さらに短剣二刀流、反りのある刀、薙刀をもつ戦士たちが、四方から襲いかかる!
長い柄に大きな三ヶ月型の刃をもつのは、ハルマードってやつだね。
こんな戦いかた、初めて見た!
『お、お姉ちゃん』
みつきも、上空の事をボーゼンと見て、今戻ったみたいだ。
『手りゅう弾もあげるよ』
ありがたい!
みつきがさしだしたコンテナを、ウイークエンダーの両手首で受けとる。
ガラガラと落ちてくる手りゅう弾が、手首の穴に吸い込まれていった。
これで、応急の補給はすんだ。
空の方は気になるけど。
訓練道理なら、私たちの仕事は地上部隊の見守りだからね。
『安菜、怖いなら脱出する? 』
達美さんが申しでた。
「お断りします」
安菜に、ハッキリ言う心が戻ったみたいだ。
「はーちゃん、破滅の鎧は、私と契約して動いてます。
私だけはなれたら、トラップだかなんだかが働く可能性があります」
『その辺は、徹底的にかチェックしてるはずだよ』
「だから、です。
もしも事態が収まっても、私たちがひどい目にあったときは、こん棒エンジェルスへの処罰をお願いします。
ウソつきとして」
『それは、重大だね。

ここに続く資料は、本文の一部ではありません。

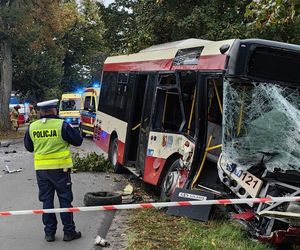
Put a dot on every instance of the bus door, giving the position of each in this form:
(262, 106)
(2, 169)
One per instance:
(208, 145)
(134, 124)
(146, 120)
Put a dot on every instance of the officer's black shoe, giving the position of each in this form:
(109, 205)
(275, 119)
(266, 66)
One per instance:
(50, 237)
(73, 236)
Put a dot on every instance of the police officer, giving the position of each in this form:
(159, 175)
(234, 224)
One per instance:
(49, 138)
(32, 114)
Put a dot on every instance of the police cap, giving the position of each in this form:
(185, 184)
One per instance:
(48, 104)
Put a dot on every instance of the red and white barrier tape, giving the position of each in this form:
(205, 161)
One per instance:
(151, 205)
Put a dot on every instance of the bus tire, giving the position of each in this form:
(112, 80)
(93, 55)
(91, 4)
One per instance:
(168, 183)
(81, 132)
(113, 157)
(102, 198)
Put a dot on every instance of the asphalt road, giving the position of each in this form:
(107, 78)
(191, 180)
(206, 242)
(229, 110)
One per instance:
(19, 191)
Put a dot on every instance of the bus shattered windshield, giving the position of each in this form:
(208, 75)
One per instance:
(261, 124)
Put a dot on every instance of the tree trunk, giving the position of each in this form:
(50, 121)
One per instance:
(5, 83)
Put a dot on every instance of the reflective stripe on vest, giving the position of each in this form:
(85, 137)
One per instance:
(50, 150)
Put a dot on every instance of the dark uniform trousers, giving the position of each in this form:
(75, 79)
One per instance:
(50, 181)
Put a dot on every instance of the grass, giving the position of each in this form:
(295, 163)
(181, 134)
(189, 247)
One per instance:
(153, 229)
(92, 162)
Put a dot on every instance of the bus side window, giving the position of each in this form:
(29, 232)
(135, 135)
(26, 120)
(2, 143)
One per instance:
(107, 94)
(87, 103)
(188, 82)
(167, 115)
(215, 97)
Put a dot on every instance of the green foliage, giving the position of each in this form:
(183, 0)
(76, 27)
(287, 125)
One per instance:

了解』
珍しいかも。
達美さんが、他人に圧倒されてる!
「それにしても・・・・・・。
メールがいっぱいくるようになったね」
安菜。
指示が来るってことは、みんなボルケーナ先輩だと、見守ってもムダだと思ってるんじゃない?
「それはそうか。
えっと、海側に展開したこん棒エンジェルスは、制圧したみたい。
それと、もといた世界へ帰すので、向こうの世界とも交渉済み。
制圧した敵は、もう帰したって」
スゴいや。
早いもんだね。
「のこりは、私たちの回りだけ。
ここと、向こうの山のふもとで、引き渡しを行うって」
恐怖は去った、のかな?
かわりに、急かすような。
こんなこと早く終わらせなくては、と言う気持ちになる。
無事に、みんなで帰りたい・・・・・・。